The idea of the original Persian word was that of an enclosure or walled garden. It referred particularly to the royal parks of the Persian kings, and this was how the Greeks came to know it. Both ideas fit well with the Hebrews’ picture of a garden where the Lord God walked (Gn 3:8) and from which his subjects could be excluded (v 24). Further important features of the Genesis paradise were its fruit trees and its rivers.

By NT times, this picture of God’s garden had developed in various ways, which are paralleled, not unexpectedly, in the folk beliefs of many nations. Like the Golden Age in Greek and Roman mythology, paradise was first of all something belonging to the remote past. But the Jews came to believe that it still existed in some undiscoverable place; like the Elysian fields, it was inhabited by the deserving dead. Then, with ever more elaborate descriptions of its glories, they wrote of its eventual reappearance at the end of this age.

Thus, in the idea of paradise converge all myths of another world, past, present, and future, where death and evil have no place. The NT witnesses to the truth that is at the core of all such beliefs. Paradise is the place into which, as an actual but otherworldly reality, Paul was once mysteriously “caught up” during his lifetime (2 Cor 12:4).
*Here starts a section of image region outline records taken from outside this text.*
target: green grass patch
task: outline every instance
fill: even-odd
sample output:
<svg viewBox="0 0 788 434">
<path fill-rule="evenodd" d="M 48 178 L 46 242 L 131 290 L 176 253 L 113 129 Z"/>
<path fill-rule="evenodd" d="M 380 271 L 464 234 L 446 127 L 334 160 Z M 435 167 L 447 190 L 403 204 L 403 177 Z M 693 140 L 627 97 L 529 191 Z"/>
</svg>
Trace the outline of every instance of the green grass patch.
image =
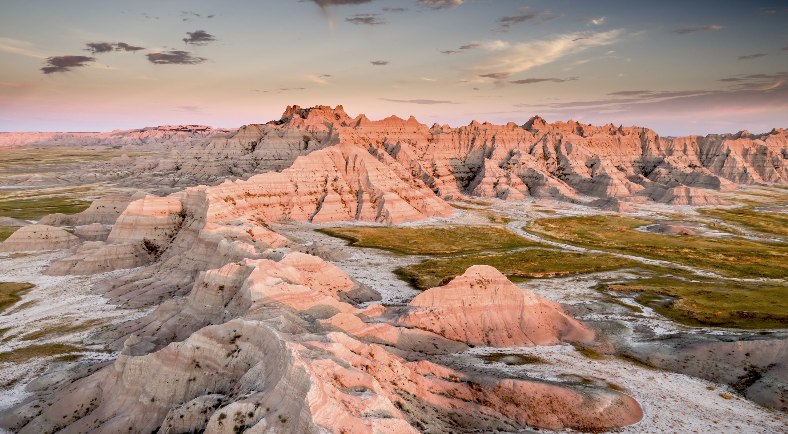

It is also the place where the repentant thief on the cross was promised he would be, with Christ, immediately after his death (Lk 23:43). The third and last NT reference, a similar promise (Rv 2:7), tells us in addition that paradise is where the tree of life grows, and so identifies it both with the original world of Genesis 2 and with the future world of Revelation 22, complete with the life-giving tree and river, the encircling wall, and the presence of the king.